Are we commoditising Neurodiversity in the Workplace?

In recent years, neurodiversity has become a buzzword within the business world. Although companies are increasingly looking to recruit members of the neurodivergent community, it is unclear if we are truly building an inclusive workforce.

“… the unemployment rate for neurodivergent adults is three times the rate for people with a disability and eight times the rate for non-disabled adults.”1

The rates of unemployment amongst the neurodivergent community are undoubtedly high; however, current efforts to address this risk commoditising neurodivergent individuals. Neurodivergent ‘superpowers’ are touted as justification for making workplaces more neurodivergent-friendly.
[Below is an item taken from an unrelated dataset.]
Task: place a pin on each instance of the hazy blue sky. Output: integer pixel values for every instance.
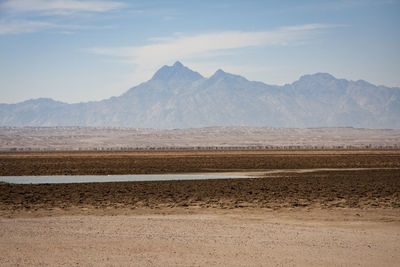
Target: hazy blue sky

Whilst it is true that many neurodivergent individuals display ‘spiky profiles’, in which they demonstrate above average abilities within specific areas, removing barriers to employment should not require justification and is a moral responsibility. This also places undue pressure on neurodivergent individuals to excel beyond their neurotypical colleagues, when they already face the additional burdens of tackling barriers at both work and home. For example, autistic individuals are more likely to die prematurely.2 Furthermore, studies suggest that as many as 70% of autistic children and 80% of autistic adults report at least one mental health condition.3

Please stop putting a price tag on our heads! Value us as people.